I can remember an article in the BT a few years back highlighting that FTBers were paying approx 80% of their income on housing related costs. How exactly are these ppl coping now?? I would imagine that they are not. Prob robing Peter to pay Paul (using credit cards!) and praying that interest rates never, ever go up. Throw into the mix the massive increase to the cost of living and we are left with an economic timebomb for the Housing market and particularly FTBers from the last 6-10 years. I tend to focus on FTBers because for me they are the ones who have been effected the most by all of this, and this is what most ppl fail to recognise. Figures posted about percentages of income paid out on MTG's are skewed by 3/4 generations of homebuyers who didn't have to buy in the last 10 years when house prices ran away with themselves.

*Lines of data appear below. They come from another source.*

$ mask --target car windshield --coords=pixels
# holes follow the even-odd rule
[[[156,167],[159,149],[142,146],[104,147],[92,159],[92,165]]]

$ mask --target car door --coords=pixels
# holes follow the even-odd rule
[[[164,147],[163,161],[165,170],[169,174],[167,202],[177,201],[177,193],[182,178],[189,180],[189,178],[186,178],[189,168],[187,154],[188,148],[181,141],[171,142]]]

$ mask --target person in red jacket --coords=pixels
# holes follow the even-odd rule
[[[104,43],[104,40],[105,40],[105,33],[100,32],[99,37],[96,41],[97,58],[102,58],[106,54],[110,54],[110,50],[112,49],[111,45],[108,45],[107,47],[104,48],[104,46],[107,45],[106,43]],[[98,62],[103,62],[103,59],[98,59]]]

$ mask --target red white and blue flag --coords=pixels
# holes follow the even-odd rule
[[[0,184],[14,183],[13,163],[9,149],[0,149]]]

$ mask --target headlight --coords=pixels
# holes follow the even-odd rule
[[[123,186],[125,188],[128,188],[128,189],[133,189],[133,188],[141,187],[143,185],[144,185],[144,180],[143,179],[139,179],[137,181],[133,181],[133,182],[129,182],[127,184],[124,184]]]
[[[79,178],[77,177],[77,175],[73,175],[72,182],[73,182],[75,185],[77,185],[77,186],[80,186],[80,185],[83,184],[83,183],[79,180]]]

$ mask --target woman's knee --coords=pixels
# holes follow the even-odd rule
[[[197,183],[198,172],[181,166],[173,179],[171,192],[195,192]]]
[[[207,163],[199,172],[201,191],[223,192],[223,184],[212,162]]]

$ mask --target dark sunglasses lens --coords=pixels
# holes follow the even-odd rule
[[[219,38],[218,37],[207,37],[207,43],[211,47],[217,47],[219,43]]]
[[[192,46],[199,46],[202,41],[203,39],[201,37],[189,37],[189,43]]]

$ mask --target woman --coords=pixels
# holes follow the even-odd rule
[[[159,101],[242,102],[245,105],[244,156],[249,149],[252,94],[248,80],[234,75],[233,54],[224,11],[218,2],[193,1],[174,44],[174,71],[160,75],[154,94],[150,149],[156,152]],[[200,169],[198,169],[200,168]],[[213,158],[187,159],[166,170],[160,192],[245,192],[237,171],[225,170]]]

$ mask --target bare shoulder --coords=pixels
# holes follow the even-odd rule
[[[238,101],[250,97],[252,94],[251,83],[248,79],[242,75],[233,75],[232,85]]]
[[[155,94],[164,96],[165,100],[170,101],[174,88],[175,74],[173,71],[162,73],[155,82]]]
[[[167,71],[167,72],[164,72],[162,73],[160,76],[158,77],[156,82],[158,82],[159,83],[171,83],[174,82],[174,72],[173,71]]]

Recent articles from the Belfast Telegraph re cost of living.

RE Costs of childcare. Case studies are worth reading

http://www.belfasttelegraph.co.uk/woman/life/women-forced-out-of-jobs-by-rising-cost-of-childcare-16033923.html

Bigger Bills and Less Spare cash

The average family had just £80 to spend each week in June after income tax and essentials such as food and utility bills were paid, new research has shownhttp://www.belfasttelegraph.co.uk/news/local-national/northern-ireland/bigger-bills-and-less-spare-cash-how-the-downturn-is-really-hitting-family-budgets-16031524.html

Its going to get alot worse before it gets better.